剑桥是里基的家,他是兄长,嫡出,剑桥是他唯一真正的家:G·E·穆尔 的、我从本世纪开始了解的剑桥:无所畏惧的不受影响的剑桥,寻求真实,关心真理。安塞尔是那个当地神龛的大学本科的领军人物,阿格尼丝·彭布罗克是揭穿这个神龛的死对头。里基被阿格尼丝所俘虏,被索斯顿所迷惑,结果搞得焦头烂额,当安塞尔和斯蒂芬联手前来营救,都无济于事。剑桥的那些章节依然充满浪漫色彩,对我来说至关重要,而我仍然对安塞尔关于大世界的那番痛斥表示赞同。

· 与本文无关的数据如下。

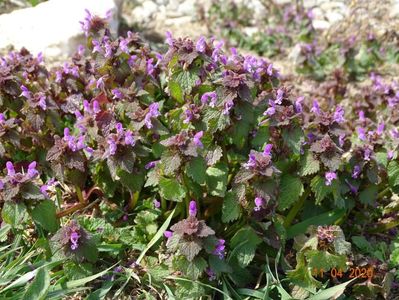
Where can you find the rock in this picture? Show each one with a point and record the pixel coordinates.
(145, 11)
(53, 27)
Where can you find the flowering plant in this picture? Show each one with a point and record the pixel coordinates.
(209, 150)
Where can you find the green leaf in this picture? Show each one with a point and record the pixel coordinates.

“根本没有什么大世界,不过一个区区小地球,和小小的太阳系其他支系隔离开了。这小小的地球到处都是小小的社会,剑桥只是一个小社会而已。所有的小社会都是小胡同,只不过有些好,有些坏——正如同一所房子里边很美丽,另一所房子里边却很难看。请注意房子这一比喻吧:我又回到了原来的话题。好的社会说:‘我告诉你干这个,是因为我是剑桥。’坏的社会说:‘我告诉你干那个,是因为我是大世界’——不是因为我是‘佩卡姆路’,或者‘比林盖特街’,或者‘帕克巷’而是‘因为我是大世界’。他们在撒谎。像你这样的傻子就爱听他们的,真以为他们是一件现在不存在、永远不存在的东西,和‘大’混淆起来,而‘大’无论怎么样都没有意义,和‘好’不搭界,而‘好’才意味着拯救。看看这个大花圈:明天它就干死了。看看那朵好花儿:明年还会再次绽放。下面不妨再打一个比方。拿这世界和剑桥相比,好比是拿房子的外墙和房子的内墙相比。这用不着动多大的脑子,也得不到什么精神结果。你只是不得已说:‘啊,真是不一样!啊,真是不一样!’然后再进到屋子里,展示一番你开阔的心胸。”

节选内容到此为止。